10. The Bad Day

54 7 0
                                    

HAPPY READING.....

Tak perlu khawatir, kalau memang sudah waktunya percayalah semua pasti akan membaik

__Hanan Armada__

.......

Malam telah berlalu, mentari kembali datang menyambut hari yang baru. Semburat cahaya keemasan itu menembus celah-celah jendela dan membuat kedua netra Hanan mengerjab perlahan.

Lelaki itu bangun setelah suara alarm pagi terdengar begitu berisik. Setelah melakukan peregangan sebentar, ia pun berlalu ke arah kamar mandi. Membersihkan diri dan bersiap berangkat sekolah.

"Pagi," sapanya begitu sampai di ruang makan. Di sana sudah ada Satya dan Arland.

Berbeda dengan Arland yang menjawab sapaannya, Satya justru hanya memandang sang adik dengan tatapan penuh selidik. Cowok itu masih tidak menyangka dengan kemenangan Hanan malam tadi. Pun dengan penampilan adiknya itu yang semakin hari semakin semberawutan.

Namun, Hanan hanya cuek. Dia menarik kursi di sebelah Arland dan duduk di sana. Mengambil dua helai roti dan mengolesinya dengan selai kacang. Tapi begitu ia akan memakannya, Arland malah menampik tangan Hanan.

"Lo lupa kalau alergi kacang?" Begitu ucapnya.

Hanan tentu terdiam, dia tidak tau kalau pemilik tubuh ini mempunyai alergi kacang. Kemudian cowok itu menaruh kembali rotinya. Mencari alasan yang masuk akal.

"Gue kirain selai coklat." Walau terdengar agak aneh, tapi sebisa mungkin Hanan berekspresi senatural mungkin supaya mereka tidak curiga.

"Makanya lain kali di lihat dulu," sahut Satya.

Arland hanya geleng-geleng. Heran dengan kelakuan adiknya ini. Bagaimana dia sampai melupakan hal sepenting itu?

"Oh iya, gue lihat di garasi ada motor baru, punya siapa?" Arland kembali bertanya. Dia menatap satu persatu adiknya.

Baik Satya maupun Hanan sama-sama meneguk saliva. Mereka lupa tentang motor hasil pertandingan kemarin. Sekarang keduanya bingung harus menjawab apa.

"Motor temen gue, kemarin dia nitip."

Beberapa waktu tak ada yang menjawab antara mereka. Sampai akhirnya Satya lah yang beralibi. Dalam hati ia berdoa semoga Arland tidak bertanya lagi.

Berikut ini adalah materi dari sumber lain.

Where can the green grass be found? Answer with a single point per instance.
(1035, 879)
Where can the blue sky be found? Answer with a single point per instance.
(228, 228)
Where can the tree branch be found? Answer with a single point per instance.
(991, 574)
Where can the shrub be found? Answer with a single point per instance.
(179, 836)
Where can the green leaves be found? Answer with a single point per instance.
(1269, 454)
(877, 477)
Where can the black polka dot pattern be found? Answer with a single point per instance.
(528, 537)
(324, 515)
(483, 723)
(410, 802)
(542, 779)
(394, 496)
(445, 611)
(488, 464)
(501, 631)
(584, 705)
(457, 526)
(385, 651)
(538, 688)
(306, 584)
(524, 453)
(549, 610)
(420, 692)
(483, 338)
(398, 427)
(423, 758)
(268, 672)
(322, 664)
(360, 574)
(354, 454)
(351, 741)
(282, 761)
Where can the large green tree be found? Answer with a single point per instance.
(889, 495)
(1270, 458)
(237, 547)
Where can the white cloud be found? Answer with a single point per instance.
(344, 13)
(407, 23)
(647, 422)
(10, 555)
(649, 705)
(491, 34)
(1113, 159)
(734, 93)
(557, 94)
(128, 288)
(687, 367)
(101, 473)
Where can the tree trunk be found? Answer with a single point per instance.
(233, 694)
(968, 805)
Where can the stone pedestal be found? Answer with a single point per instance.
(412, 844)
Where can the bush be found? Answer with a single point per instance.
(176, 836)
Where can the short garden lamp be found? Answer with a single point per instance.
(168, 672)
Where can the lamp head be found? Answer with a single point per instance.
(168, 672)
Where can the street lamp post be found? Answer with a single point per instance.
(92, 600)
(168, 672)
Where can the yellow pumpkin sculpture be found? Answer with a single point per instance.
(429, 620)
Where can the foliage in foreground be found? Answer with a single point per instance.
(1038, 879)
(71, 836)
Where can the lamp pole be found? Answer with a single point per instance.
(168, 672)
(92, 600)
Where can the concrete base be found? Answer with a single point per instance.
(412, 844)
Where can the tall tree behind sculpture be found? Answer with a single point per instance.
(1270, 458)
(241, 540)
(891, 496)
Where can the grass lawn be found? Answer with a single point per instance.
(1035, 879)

Awalnya Arland mengerutkan dahi mendengar jawaban itu. Namun selanjutnya, dia justru ber-oh ria. Kalau itu milik teman Satya, Arland sama sekali tidak menaruh curiga. Karena biasanya juga begitu. Tapi yang jadi permasalahan, kapan teman adiknya itu datang menitipkan motor ke sini?

Tak mau memusingkan itu, Arland pun kembali melahap sarapannya. Tapi di menit berikutnya Arland melirik Hanan. Menegak segelas air putih di depannya, lalu bertanya kepada anak itu. "Luka lo gimana? Masih sakit? Terus demam lo udah turun belum?"

Rentetan pertanyaan tersebut membuat Hanan bingung, pun dengan punggung tangan Arland yang secara tiba-tiba akan menyentuh keningnya. Refleks Hanan menjauh.

"Udah mendingan."

Bohong Hanan berkata begitu, karena nyatanya deman cowok itu masih tinggi, tapi tetap dia paksakan untuk ke sekolah. Pun dengan luka yang masih terasa perih.